Où Les eaux se partagent, Dominique Fernandez

Lucien est un bourgeois bohème qui tente de vivre de sa peinture et trouve en Sicile le décor unique pour se ressourcer. Sa compagne Maria, est une italienne du nord, ethnologue de formation, remplie de préjugés sur les habitants de cette île aux traditions ancestrales. Pourtant, ils y achètent une casina pour s'y retrouver et s'y ressourcer.


Cette résidence secondaire est rudimentaire, vantée par le prince du coin qui y voit un lieu de toute beauté, isolée de tout mais au bord de la mer, là où les eaux se partagent. D'abord réticente, Maria s'est laissée convaincre par la beauté des lieux, puis elle se dit que plus elle sera à l'écart, moins elle sera obligée de fréquenter les siciliens pour qui elle a le plus grand mépris.
"Maria comprit ainsi le geste du prince et déclara que, même si nous n'avions aucune intention de l'acheter, elle visiterait volontiers une maison où l'on pouvait rêver d'une autre vie que l'existence frivole des capitales, "si fatigante, en fin de compte, et pour rien".

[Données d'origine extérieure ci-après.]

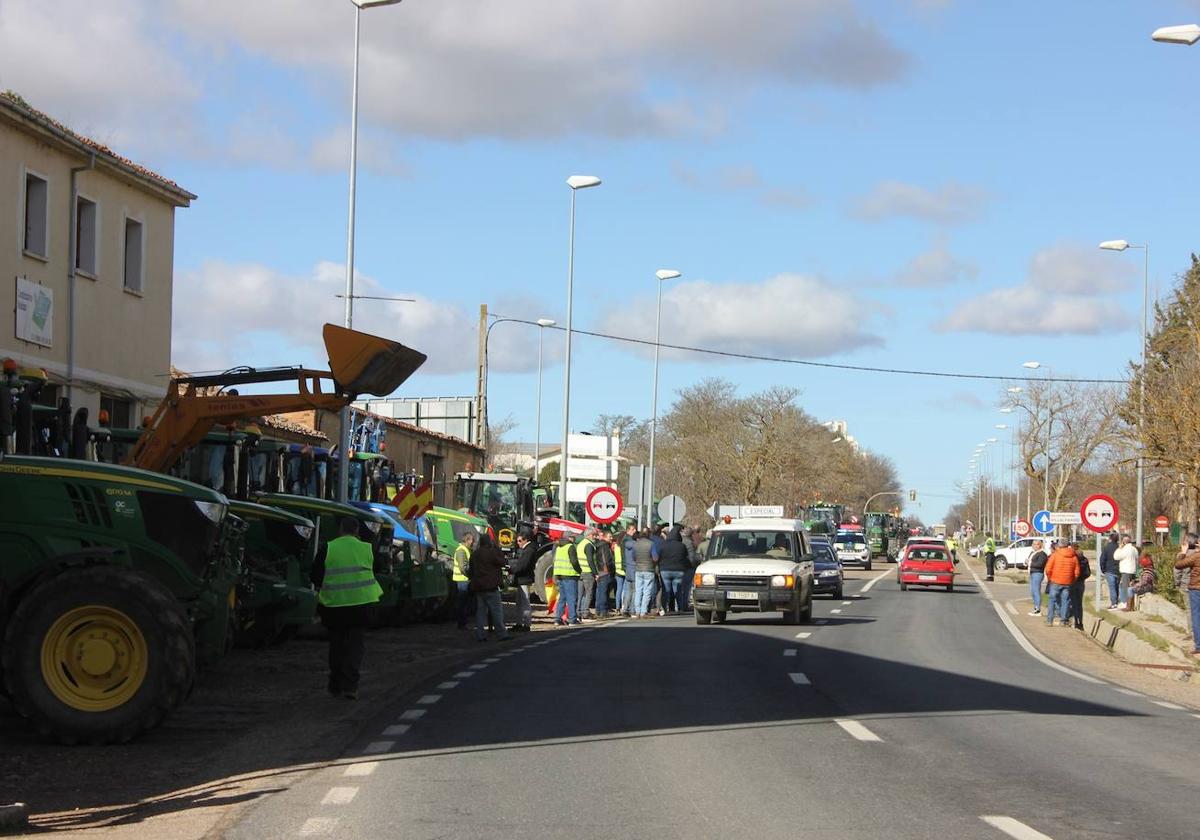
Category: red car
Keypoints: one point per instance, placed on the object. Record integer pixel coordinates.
(925, 564)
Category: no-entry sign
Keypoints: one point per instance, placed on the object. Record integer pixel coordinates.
(604, 505)
(1099, 513)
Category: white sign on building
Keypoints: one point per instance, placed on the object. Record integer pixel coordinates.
(35, 313)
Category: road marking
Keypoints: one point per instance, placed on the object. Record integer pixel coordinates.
(857, 730)
(1015, 828)
(318, 826)
(875, 580)
(340, 796)
(1169, 706)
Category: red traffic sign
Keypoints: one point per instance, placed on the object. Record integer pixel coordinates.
(604, 505)
(1099, 513)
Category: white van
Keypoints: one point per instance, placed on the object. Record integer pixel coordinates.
(755, 565)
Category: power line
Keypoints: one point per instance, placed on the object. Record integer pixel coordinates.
(781, 360)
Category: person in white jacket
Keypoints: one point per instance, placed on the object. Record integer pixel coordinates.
(1127, 564)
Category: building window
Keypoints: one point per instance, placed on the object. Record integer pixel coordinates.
(37, 222)
(87, 219)
(133, 251)
(119, 411)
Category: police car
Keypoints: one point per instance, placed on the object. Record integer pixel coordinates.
(755, 564)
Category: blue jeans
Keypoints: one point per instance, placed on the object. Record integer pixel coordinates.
(645, 592)
(1194, 603)
(1060, 603)
(568, 593)
(1114, 582)
(1036, 580)
(672, 591)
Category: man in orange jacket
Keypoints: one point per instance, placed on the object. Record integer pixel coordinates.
(1061, 571)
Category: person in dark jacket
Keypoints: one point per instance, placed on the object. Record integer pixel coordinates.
(1037, 575)
(522, 568)
(673, 564)
(1109, 568)
(486, 577)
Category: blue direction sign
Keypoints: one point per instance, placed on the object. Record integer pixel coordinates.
(1042, 522)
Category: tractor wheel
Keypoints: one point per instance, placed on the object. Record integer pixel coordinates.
(99, 654)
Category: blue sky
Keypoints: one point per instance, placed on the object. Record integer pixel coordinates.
(906, 184)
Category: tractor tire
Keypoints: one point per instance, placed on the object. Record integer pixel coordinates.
(99, 655)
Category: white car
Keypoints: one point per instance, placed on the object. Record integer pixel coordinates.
(755, 565)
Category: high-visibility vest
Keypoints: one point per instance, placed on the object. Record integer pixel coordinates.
(563, 567)
(461, 557)
(581, 555)
(349, 574)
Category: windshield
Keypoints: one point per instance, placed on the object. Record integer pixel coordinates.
(751, 544)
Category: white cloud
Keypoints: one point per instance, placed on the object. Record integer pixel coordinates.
(953, 203)
(1065, 293)
(789, 315)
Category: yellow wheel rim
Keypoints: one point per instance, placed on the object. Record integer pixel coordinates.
(94, 658)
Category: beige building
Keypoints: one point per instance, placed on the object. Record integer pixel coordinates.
(87, 255)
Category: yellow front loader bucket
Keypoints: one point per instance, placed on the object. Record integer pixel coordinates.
(366, 364)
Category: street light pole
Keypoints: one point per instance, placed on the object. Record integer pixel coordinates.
(661, 274)
(575, 183)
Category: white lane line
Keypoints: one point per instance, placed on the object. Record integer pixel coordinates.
(317, 826)
(340, 796)
(1169, 706)
(875, 580)
(857, 730)
(1015, 828)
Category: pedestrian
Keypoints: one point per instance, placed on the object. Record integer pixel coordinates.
(645, 564)
(604, 569)
(460, 576)
(347, 594)
(1109, 569)
(1061, 570)
(522, 568)
(1189, 559)
(1127, 565)
(1077, 587)
(567, 581)
(1037, 575)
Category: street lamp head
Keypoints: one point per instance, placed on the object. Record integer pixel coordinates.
(1187, 34)
(582, 181)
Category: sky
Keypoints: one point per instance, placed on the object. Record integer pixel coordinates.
(901, 184)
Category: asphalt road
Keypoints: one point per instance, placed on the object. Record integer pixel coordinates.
(892, 715)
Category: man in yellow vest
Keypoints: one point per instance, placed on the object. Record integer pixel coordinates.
(347, 595)
(461, 577)
(567, 580)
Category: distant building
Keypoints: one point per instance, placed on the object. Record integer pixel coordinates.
(87, 258)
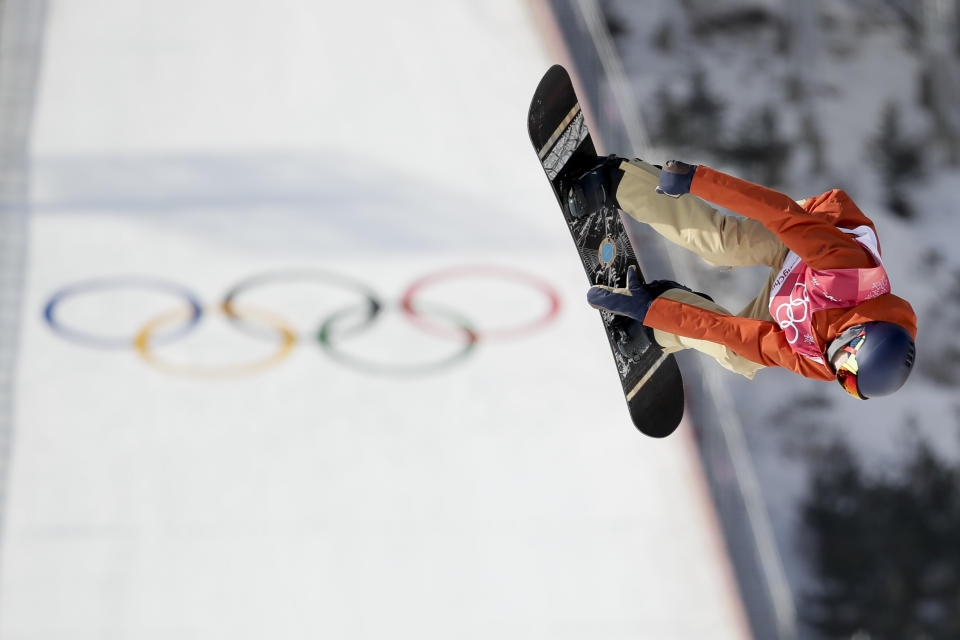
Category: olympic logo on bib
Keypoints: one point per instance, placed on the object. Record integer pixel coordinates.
(172, 323)
(786, 315)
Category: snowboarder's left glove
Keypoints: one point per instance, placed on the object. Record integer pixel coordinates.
(676, 178)
(634, 300)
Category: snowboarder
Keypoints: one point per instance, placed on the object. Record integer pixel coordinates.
(826, 311)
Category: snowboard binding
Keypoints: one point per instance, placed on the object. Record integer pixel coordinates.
(591, 190)
(633, 338)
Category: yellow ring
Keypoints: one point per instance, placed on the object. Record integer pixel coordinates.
(287, 335)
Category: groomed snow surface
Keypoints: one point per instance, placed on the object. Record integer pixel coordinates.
(171, 493)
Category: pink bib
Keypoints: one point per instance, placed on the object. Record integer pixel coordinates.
(800, 291)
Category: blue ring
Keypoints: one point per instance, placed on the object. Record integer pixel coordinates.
(98, 284)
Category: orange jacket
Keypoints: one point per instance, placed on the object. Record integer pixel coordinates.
(813, 232)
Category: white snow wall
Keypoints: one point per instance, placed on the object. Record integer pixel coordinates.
(506, 495)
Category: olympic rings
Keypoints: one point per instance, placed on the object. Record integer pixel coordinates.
(335, 331)
(142, 344)
(501, 333)
(328, 278)
(324, 337)
(101, 284)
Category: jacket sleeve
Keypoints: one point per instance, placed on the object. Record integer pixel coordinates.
(756, 340)
(814, 238)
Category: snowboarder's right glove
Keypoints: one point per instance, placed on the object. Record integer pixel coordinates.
(634, 300)
(676, 177)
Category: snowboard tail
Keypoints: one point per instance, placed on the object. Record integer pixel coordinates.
(651, 380)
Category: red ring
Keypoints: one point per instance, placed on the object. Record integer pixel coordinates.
(506, 333)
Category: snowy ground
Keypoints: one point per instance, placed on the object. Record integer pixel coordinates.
(506, 495)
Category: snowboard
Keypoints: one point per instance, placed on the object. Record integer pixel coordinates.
(651, 380)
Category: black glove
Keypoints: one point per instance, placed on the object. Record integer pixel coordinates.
(675, 179)
(634, 301)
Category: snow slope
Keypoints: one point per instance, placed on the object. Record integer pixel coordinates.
(506, 495)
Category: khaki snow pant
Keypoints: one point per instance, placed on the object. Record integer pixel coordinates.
(721, 240)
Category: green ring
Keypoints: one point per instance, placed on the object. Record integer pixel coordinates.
(324, 338)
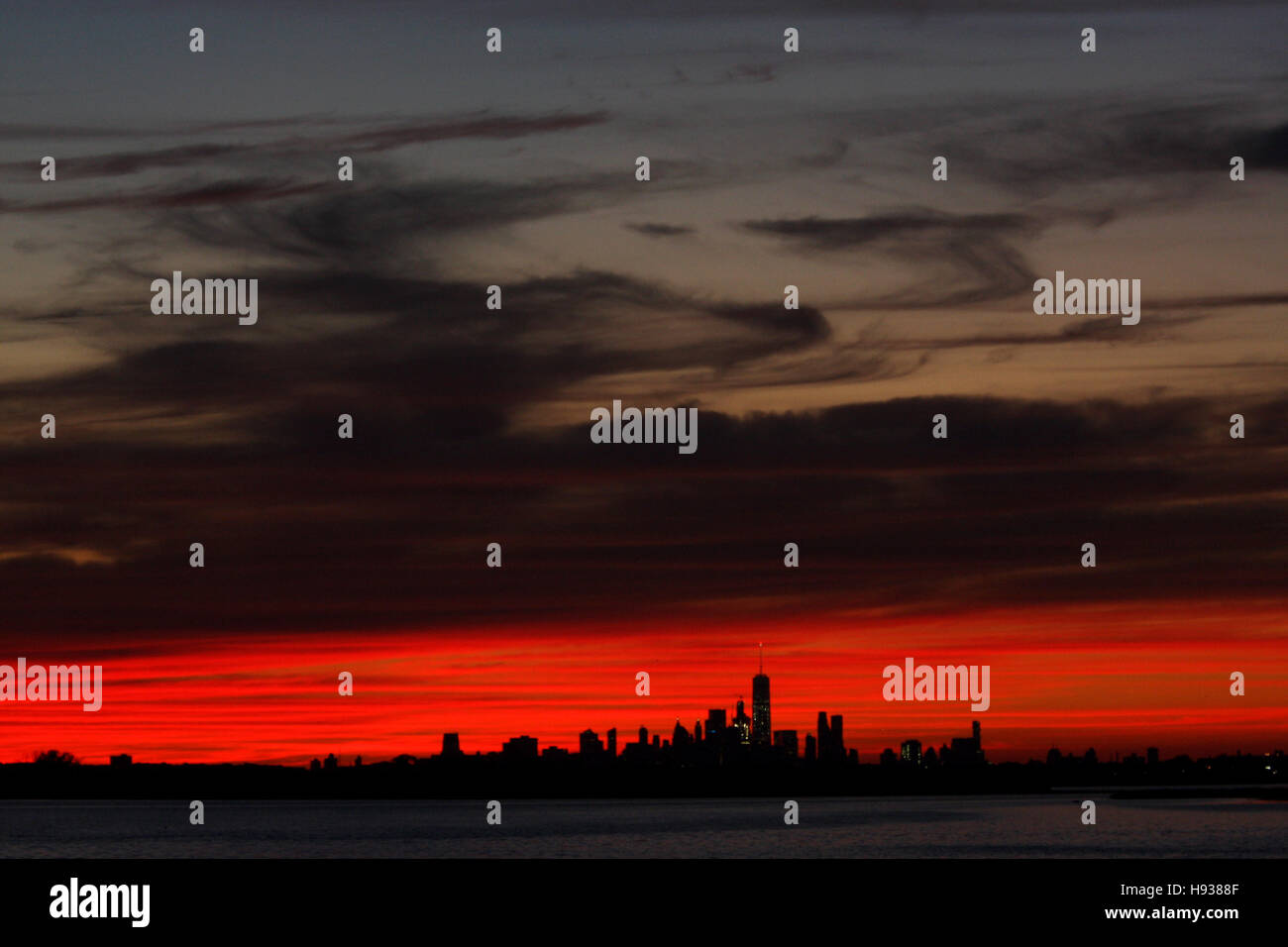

Lucien, au contraire, se plaît à discuter avec les villageois et à observer leurs coutumes, même si elles semblent par moment totalement anachroniques.
"Tu vois, Maria, ce sont des affaires siciliennes. Il y a là un mélange qui nous échappe, de vengeance par procuration, de rites millénaires, de superstitions religieuses et de mépris des animaux".
Il y a de la beauté dans la volonté de conserver les traditions parfois en totale contradiction avec les mœurs de l'époque. Seulement, quand Lucien tente d'en discuter avec sa compagne pourtant ethnologue, le dialogue tourne court.
"Vous ne connaissez pas la Sicile. Ce qui est doit rester immuable. Comme on a vécu, on continuera à vivre. Il faut faire ce qu'on a toujours fait".
Alors, le peintre tente de faire de la casina un nid douillet, un lieu unique où nicher leur amour. Les voisins ne sont que la mer et les paysages arides de la Sicile. Ce retour aux sources est une aubaine pour nos deux citadins souvent emportés par le tourbillon de la ville et de ses exigences.
"Lieu vraiment idéal : à la pointe de la pointe, sans contact avec le monde habité. Seules vivantes dans ce désert restent les eaux, qui changent sans cesse de couleur. Juste au pied de la maison elles se séparent en deux masses distinctes dont la jointure se marque par une ligne plus pâle indiquant un soulèvement du sol à cet endroit".
 Alors que Lucien arrive à se ressourcer sur cette île fascinante, Maria est en territoire hostile et le fait bien sentir. La casina est de moins en moins un lieu de paix et comme la mer, le couple esquisse au quotidien une ligne de séparation. La rupture est-elle au bout du chemin ?
"Un été à la casina ressemblait à une saison en exil. (...) Marzapalo, figé dans une époque archaïque, nous obligeait à nous séparer de notre partie sociale. Un autre moi né du désaveu de nos habitudes urbaines, s'épanouissait dans le désert".
La Sicile, ses paysages, ses traditions et ses habitants font corps avec ce récit sur la fin d'un amour.  Là où les idéaux divergent, les désirs s'estompent pour laisser place aux mouvements des émotions, aux facettes cachées de la personnalité.
Dominique Fernandez rend hommage à cette île qu'il connaît bien et qui ne souffre aucun compromis. Où Les eaux se partagent est la chronique estivale de la fin d'un amour mais aussi la description flamboyante d'une région où le temps s'est arrêté.